I recently switched to LEDs and the coral response and growth rate is superior to my previous T5HO 
Just a thought...


----------



## explor3r (Mar 14, 2010)

Bullet said:


> Perhaps a silly question but are LEDs an option ?
> I recently switched to LEDs and the coral response and growth rate is superior to my previous T5HO
> Just a thought...


It depends what type of coral no way you are going to get more growth from led than t5 when it comes to SPS...
I have LED all over my tanks thinking on adding some t5s as well....t5 and led best combo ever


----------



## NVES (Apr 21, 2010)

noy said:


> what types of corals are you growing (or aspire to grow)?

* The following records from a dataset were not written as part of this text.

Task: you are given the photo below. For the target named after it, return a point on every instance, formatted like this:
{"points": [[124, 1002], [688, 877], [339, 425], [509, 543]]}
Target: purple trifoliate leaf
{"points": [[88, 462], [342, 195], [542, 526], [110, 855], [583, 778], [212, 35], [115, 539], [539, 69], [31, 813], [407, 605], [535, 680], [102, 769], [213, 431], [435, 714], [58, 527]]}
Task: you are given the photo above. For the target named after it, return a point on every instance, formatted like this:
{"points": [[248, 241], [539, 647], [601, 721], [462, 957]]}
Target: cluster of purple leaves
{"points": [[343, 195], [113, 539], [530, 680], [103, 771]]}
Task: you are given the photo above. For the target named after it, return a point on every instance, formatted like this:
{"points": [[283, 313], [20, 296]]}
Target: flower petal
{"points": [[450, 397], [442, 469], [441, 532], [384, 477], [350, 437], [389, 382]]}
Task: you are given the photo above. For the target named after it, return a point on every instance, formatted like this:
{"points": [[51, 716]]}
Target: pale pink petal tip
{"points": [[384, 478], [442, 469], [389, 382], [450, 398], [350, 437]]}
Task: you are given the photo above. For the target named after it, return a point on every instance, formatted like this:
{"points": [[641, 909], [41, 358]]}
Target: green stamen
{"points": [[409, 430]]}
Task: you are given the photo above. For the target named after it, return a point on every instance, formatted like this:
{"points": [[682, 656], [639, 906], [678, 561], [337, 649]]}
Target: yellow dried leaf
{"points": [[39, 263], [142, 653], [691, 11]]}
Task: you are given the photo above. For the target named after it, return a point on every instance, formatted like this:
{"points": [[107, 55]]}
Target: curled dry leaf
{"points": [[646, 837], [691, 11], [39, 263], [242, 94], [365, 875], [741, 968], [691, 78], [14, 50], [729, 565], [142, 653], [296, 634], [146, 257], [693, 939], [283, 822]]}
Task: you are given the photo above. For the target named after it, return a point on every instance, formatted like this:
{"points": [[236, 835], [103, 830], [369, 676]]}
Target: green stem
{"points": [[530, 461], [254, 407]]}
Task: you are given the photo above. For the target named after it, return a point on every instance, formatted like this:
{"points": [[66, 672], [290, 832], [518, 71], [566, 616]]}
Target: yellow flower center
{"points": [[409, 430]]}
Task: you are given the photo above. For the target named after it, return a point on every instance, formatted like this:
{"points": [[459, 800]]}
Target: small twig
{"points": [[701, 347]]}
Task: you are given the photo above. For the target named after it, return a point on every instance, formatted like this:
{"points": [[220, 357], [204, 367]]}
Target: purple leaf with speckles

Mixed corals of the basic not too difficult to grow corals are the desired corals - no sps corals.

And thanks for the suggestion but LEDs are not an option.

Thanks,
Aaron


----------



## noy (Nov 19, 2012)

Everyone has their own perfect combo

Given you are not trying to grow SPS and assuming your tank isn't too deep (>24"), you probably want bulbs that bring out the colours in your corals vs. growth. I think the bulbs you listed are the Giesemann Powerchrome series and this is how they break down

- Midday - utility 6K - high growth
- Aquaflora - plant and algae
- Aqua Blue - combo 6K and 22K (=15K broad spectrum)
- Actinic (I think this is actinic+) - 22K - brings out fluorescence 
- Aqua Pink - I think this is their version of the Fiji pink - brings out reds/pinks - its not a growth bulb
- Pure Actinic - 421nm peak - narrow spectrum (not a growth light)
- Lagoon Blue - fairly broad spectrum blue - not a growth light

For basic growth 
2 of midday (if you are concerned with growth), aqua blue or actinic+ (2 actinic+ will be very blue)

For accentuation 
2 of 
Aqua Pink (if you have reds/pinks etc..)
Actinic Plus
Lagoon Blue
Pure Actinic

There is no "right" answer - just whatever your preference is. I'm more of an ATI guy myself.


----------